Optimization of Protein Thermostability and Exploitation of Recognition Behavior to Engineer Altered Protein-DNA Recognition.
Lambert, A.R., Hallinan, J.P., Werther, R., Glow, D., Stoddard, B.L.(2020) Structure 28: 760-775.e8
- PubMed: 32359399 
- DOI: https://doi.org/10.1016/j.str.2020.04.009
- Primary Citation of Related Structures:  
6UVW, 6UW0, 6UWG, 6UWH, 6UWJ, 6UWK - PubMed Abstract: 
The redesign of a macromolecular binding interface and corresponding alteration of recognition specificity is a challenging endeavor that remains recalcitrant to computational approaches. This is particularly true for the redesign of DNA binding specificity, which is highly dependent upon bending, hydrogen bonds, electrostatic contacts, and the presence of solvent and counterions throughout the molecular interface. Thus, redesign of protein-DNA binding specificity generally requires iterative rounds of amino acid randomization coupled to selections.

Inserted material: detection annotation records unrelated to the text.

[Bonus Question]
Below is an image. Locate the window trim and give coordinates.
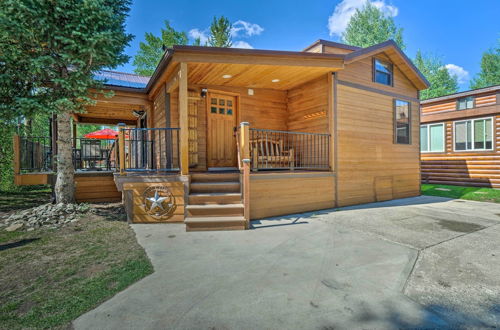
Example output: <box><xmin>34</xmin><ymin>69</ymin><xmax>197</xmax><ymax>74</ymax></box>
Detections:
<box><xmin>420</xmin><ymin>122</ymin><xmax>446</xmax><ymax>153</ymax></box>
<box><xmin>372</xmin><ymin>57</ymin><xmax>394</xmax><ymax>87</ymax></box>
<box><xmin>453</xmin><ymin>117</ymin><xmax>495</xmax><ymax>152</ymax></box>
<box><xmin>455</xmin><ymin>95</ymin><xmax>476</xmax><ymax>111</ymax></box>
<box><xmin>392</xmin><ymin>99</ymin><xmax>413</xmax><ymax>146</ymax></box>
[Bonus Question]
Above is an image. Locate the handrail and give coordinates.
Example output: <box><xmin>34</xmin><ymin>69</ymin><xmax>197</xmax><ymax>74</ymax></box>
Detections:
<box><xmin>118</xmin><ymin>127</ymin><xmax>180</xmax><ymax>174</ymax></box>
<box><xmin>249</xmin><ymin>128</ymin><xmax>330</xmax><ymax>171</ymax></box>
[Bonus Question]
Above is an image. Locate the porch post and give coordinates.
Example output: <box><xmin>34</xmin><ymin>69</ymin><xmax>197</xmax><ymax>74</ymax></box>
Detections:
<box><xmin>179</xmin><ymin>62</ymin><xmax>189</xmax><ymax>175</ymax></box>
<box><xmin>240</xmin><ymin>122</ymin><xmax>250</xmax><ymax>229</ymax></box>
<box><xmin>13</xmin><ymin>134</ymin><xmax>21</xmax><ymax>176</ymax></box>
<box><xmin>118</xmin><ymin>123</ymin><xmax>125</xmax><ymax>175</ymax></box>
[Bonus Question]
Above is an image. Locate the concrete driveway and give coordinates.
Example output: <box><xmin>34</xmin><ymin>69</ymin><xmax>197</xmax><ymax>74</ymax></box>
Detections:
<box><xmin>74</xmin><ymin>196</ymin><xmax>500</xmax><ymax>329</ymax></box>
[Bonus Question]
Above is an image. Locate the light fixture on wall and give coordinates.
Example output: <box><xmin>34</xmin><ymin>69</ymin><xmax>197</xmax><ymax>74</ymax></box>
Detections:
<box><xmin>132</xmin><ymin>110</ymin><xmax>145</xmax><ymax>118</ymax></box>
<box><xmin>200</xmin><ymin>88</ymin><xmax>208</xmax><ymax>98</ymax></box>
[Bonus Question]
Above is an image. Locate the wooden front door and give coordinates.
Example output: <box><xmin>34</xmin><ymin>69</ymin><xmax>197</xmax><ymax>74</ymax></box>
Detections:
<box><xmin>207</xmin><ymin>93</ymin><xmax>237</xmax><ymax>167</ymax></box>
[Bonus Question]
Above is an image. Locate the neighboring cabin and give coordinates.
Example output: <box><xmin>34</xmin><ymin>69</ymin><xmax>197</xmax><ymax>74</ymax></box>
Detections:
<box><xmin>17</xmin><ymin>40</ymin><xmax>428</xmax><ymax>230</ymax></box>
<box><xmin>420</xmin><ymin>85</ymin><xmax>500</xmax><ymax>188</ymax></box>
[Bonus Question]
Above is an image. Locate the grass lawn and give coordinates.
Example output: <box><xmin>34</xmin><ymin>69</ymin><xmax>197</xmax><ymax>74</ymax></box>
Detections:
<box><xmin>0</xmin><ymin>201</ymin><xmax>153</xmax><ymax>329</ymax></box>
<box><xmin>422</xmin><ymin>184</ymin><xmax>500</xmax><ymax>203</ymax></box>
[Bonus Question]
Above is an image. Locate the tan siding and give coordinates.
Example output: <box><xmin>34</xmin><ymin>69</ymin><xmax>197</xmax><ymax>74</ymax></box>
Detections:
<box><xmin>250</xmin><ymin>173</ymin><xmax>335</xmax><ymax>219</ymax></box>
<box><xmin>337</xmin><ymin>82</ymin><xmax>420</xmax><ymax>206</ymax></box>
<box><xmin>338</xmin><ymin>55</ymin><xmax>418</xmax><ymax>98</ymax></box>
<box><xmin>287</xmin><ymin>75</ymin><xmax>328</xmax><ymax>133</ymax></box>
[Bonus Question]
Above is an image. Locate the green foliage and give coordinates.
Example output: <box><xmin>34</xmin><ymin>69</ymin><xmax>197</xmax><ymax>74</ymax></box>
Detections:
<box><xmin>208</xmin><ymin>16</ymin><xmax>233</xmax><ymax>47</ymax></box>
<box><xmin>413</xmin><ymin>50</ymin><xmax>458</xmax><ymax>100</ymax></box>
<box><xmin>0</xmin><ymin>0</ymin><xmax>132</xmax><ymax>120</ymax></box>
<box><xmin>422</xmin><ymin>184</ymin><xmax>500</xmax><ymax>203</ymax></box>
<box><xmin>470</xmin><ymin>39</ymin><xmax>500</xmax><ymax>89</ymax></box>
<box><xmin>134</xmin><ymin>21</ymin><xmax>188</xmax><ymax>76</ymax></box>
<box><xmin>342</xmin><ymin>1</ymin><xmax>406</xmax><ymax>50</ymax></box>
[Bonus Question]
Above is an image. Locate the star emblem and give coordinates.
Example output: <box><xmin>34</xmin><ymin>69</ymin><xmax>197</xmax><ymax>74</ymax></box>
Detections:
<box><xmin>147</xmin><ymin>191</ymin><xmax>168</xmax><ymax>212</ymax></box>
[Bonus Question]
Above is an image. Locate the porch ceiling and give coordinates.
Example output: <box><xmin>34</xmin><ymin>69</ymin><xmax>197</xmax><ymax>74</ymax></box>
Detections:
<box><xmin>188</xmin><ymin>63</ymin><xmax>338</xmax><ymax>90</ymax></box>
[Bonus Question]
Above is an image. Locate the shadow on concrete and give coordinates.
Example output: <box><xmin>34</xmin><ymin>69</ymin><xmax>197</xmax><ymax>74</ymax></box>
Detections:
<box><xmin>337</xmin><ymin>195</ymin><xmax>454</xmax><ymax>211</ymax></box>
<box><xmin>0</xmin><ymin>237</ymin><xmax>40</xmax><ymax>251</ymax></box>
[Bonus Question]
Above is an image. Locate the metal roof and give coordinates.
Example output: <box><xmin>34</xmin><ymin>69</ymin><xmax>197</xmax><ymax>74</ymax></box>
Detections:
<box><xmin>94</xmin><ymin>70</ymin><xmax>150</xmax><ymax>89</ymax></box>
<box><xmin>420</xmin><ymin>85</ymin><xmax>500</xmax><ymax>104</ymax></box>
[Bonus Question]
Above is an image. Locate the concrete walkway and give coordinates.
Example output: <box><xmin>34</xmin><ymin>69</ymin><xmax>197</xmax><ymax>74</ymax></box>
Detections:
<box><xmin>74</xmin><ymin>197</ymin><xmax>500</xmax><ymax>329</ymax></box>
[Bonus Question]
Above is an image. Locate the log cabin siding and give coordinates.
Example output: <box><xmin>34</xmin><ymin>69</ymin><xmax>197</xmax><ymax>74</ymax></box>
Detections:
<box><xmin>421</xmin><ymin>114</ymin><xmax>500</xmax><ymax>188</ymax></box>
<box><xmin>421</xmin><ymin>90</ymin><xmax>500</xmax><ymax>188</ymax></box>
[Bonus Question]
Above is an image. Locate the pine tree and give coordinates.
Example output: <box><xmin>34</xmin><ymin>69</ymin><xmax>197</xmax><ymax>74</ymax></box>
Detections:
<box><xmin>413</xmin><ymin>50</ymin><xmax>458</xmax><ymax>100</ymax></box>
<box><xmin>0</xmin><ymin>0</ymin><xmax>133</xmax><ymax>203</ymax></box>
<box><xmin>470</xmin><ymin>39</ymin><xmax>500</xmax><ymax>89</ymax></box>
<box><xmin>133</xmin><ymin>21</ymin><xmax>188</xmax><ymax>76</ymax></box>
<box><xmin>342</xmin><ymin>1</ymin><xmax>406</xmax><ymax>50</ymax></box>
<box><xmin>208</xmin><ymin>16</ymin><xmax>233</xmax><ymax>47</ymax></box>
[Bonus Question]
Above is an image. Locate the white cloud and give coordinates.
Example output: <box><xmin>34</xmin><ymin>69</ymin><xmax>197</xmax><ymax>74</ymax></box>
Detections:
<box><xmin>328</xmin><ymin>0</ymin><xmax>398</xmax><ymax>36</ymax></box>
<box><xmin>231</xmin><ymin>40</ymin><xmax>253</xmax><ymax>49</ymax></box>
<box><xmin>189</xmin><ymin>29</ymin><xmax>208</xmax><ymax>45</ymax></box>
<box><xmin>444</xmin><ymin>64</ymin><xmax>469</xmax><ymax>84</ymax></box>
<box><xmin>231</xmin><ymin>20</ymin><xmax>264</xmax><ymax>38</ymax></box>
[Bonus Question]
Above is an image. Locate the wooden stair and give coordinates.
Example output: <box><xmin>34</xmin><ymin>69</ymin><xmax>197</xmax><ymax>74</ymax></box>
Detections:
<box><xmin>184</xmin><ymin>171</ymin><xmax>246</xmax><ymax>231</ymax></box>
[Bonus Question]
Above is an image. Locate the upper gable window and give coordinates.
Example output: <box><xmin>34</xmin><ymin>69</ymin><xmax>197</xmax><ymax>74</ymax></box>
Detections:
<box><xmin>457</xmin><ymin>96</ymin><xmax>474</xmax><ymax>110</ymax></box>
<box><xmin>373</xmin><ymin>58</ymin><xmax>393</xmax><ymax>86</ymax></box>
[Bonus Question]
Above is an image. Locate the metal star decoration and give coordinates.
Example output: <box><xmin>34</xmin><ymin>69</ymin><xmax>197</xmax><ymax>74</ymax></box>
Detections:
<box><xmin>148</xmin><ymin>191</ymin><xmax>168</xmax><ymax>212</ymax></box>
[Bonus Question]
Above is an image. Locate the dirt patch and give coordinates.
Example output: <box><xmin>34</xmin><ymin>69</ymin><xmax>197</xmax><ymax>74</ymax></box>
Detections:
<box><xmin>0</xmin><ymin>204</ymin><xmax>153</xmax><ymax>329</ymax></box>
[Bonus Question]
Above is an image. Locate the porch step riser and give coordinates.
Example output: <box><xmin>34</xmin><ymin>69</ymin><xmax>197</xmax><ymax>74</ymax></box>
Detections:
<box><xmin>187</xmin><ymin>207</ymin><xmax>243</xmax><ymax>218</ymax></box>
<box><xmin>191</xmin><ymin>173</ymin><xmax>240</xmax><ymax>183</ymax></box>
<box><xmin>189</xmin><ymin>193</ymin><xmax>241</xmax><ymax>205</ymax></box>
<box><xmin>185</xmin><ymin>217</ymin><xmax>245</xmax><ymax>231</ymax></box>
<box><xmin>190</xmin><ymin>182</ymin><xmax>240</xmax><ymax>193</ymax></box>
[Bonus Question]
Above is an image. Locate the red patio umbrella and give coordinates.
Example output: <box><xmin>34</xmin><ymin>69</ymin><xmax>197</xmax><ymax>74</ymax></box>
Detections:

Here, we describe the importance of scaffold thermostability for protein engineering, coupled with a strategy that exploits the protein's specificity profile, to redesign the specificity of a pair of meganucleases toward three separate genomic targets. We determine and describe a series of changes in protein sequence, stability, structure, and activity that accumulate during the engineering process, culminating in fully retargeted endonucleases.
Organizational Affiliation: 
Division of Basic Sciences, Fred Hutchinson Cancer Research Center, 1100 Fairview Avenue N., Seattle, WA 98109, USA.